After years of involvement with the Harasiis tribe on the edge of the Empty Quarter in Oman (Rub’ al-Khali) I was at last able to persuade three Harasiis women to be interviewed. I had already interviewed their fathers, husbands, and cousins and these interviews were posted on this website in 2012 and 2014. It was time to give women a voice. As this site was regularly viewed by members of the Harasiis tribe, I knew I could get true Free, Prior, and Informed Consent (FPIC). But I had not realized the accommodation and difficulties this would also create. My interviews with Harasiis males were often on a one-to- one basis, no bystanders interrupted and required few prompts on my part to keep the narrative flowing.
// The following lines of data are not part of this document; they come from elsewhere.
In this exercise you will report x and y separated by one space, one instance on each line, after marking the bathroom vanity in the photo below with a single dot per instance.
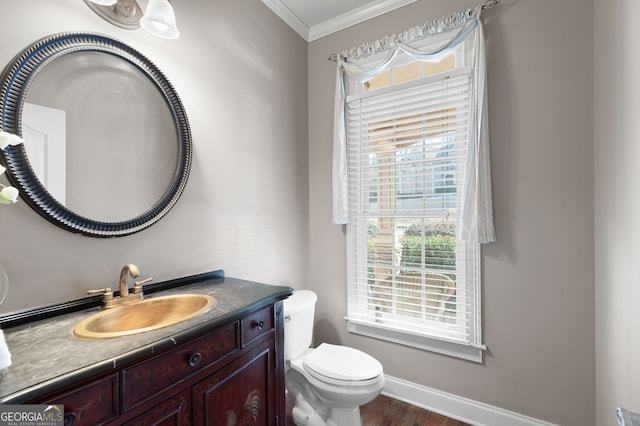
223 367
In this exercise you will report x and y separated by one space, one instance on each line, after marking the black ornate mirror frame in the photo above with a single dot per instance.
16 80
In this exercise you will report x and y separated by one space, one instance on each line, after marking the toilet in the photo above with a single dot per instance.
330 382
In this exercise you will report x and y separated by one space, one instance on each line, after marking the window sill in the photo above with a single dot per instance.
454 349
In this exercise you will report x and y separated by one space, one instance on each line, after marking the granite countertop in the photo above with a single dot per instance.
46 355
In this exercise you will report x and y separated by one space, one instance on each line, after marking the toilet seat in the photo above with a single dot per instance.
342 366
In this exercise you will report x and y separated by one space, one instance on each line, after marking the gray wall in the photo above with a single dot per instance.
538 276
242 76
617 184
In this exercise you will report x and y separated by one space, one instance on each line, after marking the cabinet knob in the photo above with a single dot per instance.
69 419
195 359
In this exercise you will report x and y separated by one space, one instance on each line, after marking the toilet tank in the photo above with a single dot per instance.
298 323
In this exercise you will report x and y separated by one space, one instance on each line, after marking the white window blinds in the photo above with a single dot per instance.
408 271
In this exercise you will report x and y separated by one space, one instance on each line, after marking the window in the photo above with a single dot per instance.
411 280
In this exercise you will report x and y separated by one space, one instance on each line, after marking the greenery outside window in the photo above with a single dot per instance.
411 279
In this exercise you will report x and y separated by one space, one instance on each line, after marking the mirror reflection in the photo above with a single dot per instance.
115 142
108 146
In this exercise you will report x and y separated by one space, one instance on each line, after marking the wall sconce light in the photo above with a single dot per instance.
159 18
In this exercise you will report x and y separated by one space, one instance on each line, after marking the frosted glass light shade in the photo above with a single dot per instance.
160 20
104 2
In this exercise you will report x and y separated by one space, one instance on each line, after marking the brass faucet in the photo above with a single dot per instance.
108 301
129 268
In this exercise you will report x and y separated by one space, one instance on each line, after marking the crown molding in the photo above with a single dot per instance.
284 13
355 16
338 23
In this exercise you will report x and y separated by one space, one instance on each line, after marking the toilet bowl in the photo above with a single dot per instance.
330 382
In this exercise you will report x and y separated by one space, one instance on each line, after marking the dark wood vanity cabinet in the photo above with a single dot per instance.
231 375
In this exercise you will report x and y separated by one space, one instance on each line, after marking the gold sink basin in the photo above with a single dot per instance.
144 315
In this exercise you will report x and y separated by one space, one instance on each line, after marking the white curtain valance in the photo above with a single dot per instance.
476 220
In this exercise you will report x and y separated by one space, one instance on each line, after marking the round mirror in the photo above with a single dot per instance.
108 146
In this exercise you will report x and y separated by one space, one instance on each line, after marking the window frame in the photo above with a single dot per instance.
472 349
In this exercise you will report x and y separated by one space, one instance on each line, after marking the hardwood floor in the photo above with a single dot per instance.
384 411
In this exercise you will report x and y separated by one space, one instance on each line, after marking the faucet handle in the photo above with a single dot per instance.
137 286
107 294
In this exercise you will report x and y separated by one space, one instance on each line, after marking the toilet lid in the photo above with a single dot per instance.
342 363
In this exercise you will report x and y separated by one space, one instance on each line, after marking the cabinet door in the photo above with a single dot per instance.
241 394
93 404
175 411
With my women interviewees the recordings were not so straight forward or ‘clean’ from interruptions.

My first interview was with a Harasiis woman born in the early 1950s. She was a mother of eight children and too many grandchildren to count. She had spent most of her life living in the Jiddat al-Harasiis where campsites were built around the shade provided by an acacia tree, or later by tarpaulin thrown over fencing. She was a Harsousi speaker, one of six distinct non-Arabic, Semitic languages spoken in Oman and Yemen. When I first met her 45 years ago, she spoke only Harsousi and a few words of Arabic. By the time of this interview in 2024, her Arabic was much stronger, but she had trouble understanding my Arabic. Perhaps my intonation was odd to her. Throughout the interview her children and grandchildren regularly interrupted and restated my questions — in Arabic and Harsousi. She was interviewed at the azbah (mobile camel camp) of her youngest daughter.

My second interview was with a Harasiis woman born in the early 1970s. By the time we opened the first school in Haima, the tribal centre in the middle of the Jiddat at-Harasiis, she was considered too old to be enrolled, although her younger sisters and brothers did attend school. One of her brothers used his education well and became a representative of the entire governorate of Al Wusta, to the State Consultative Council. She was interviewed in her home — a low-lying villa in Haima- air-conditioned and well-furnished in the style that so many Harasiis homes in Haima admired. Like all the families in Haima, her family had an azbah which they visited as often as possible on weekends, holidays, and during school breaks.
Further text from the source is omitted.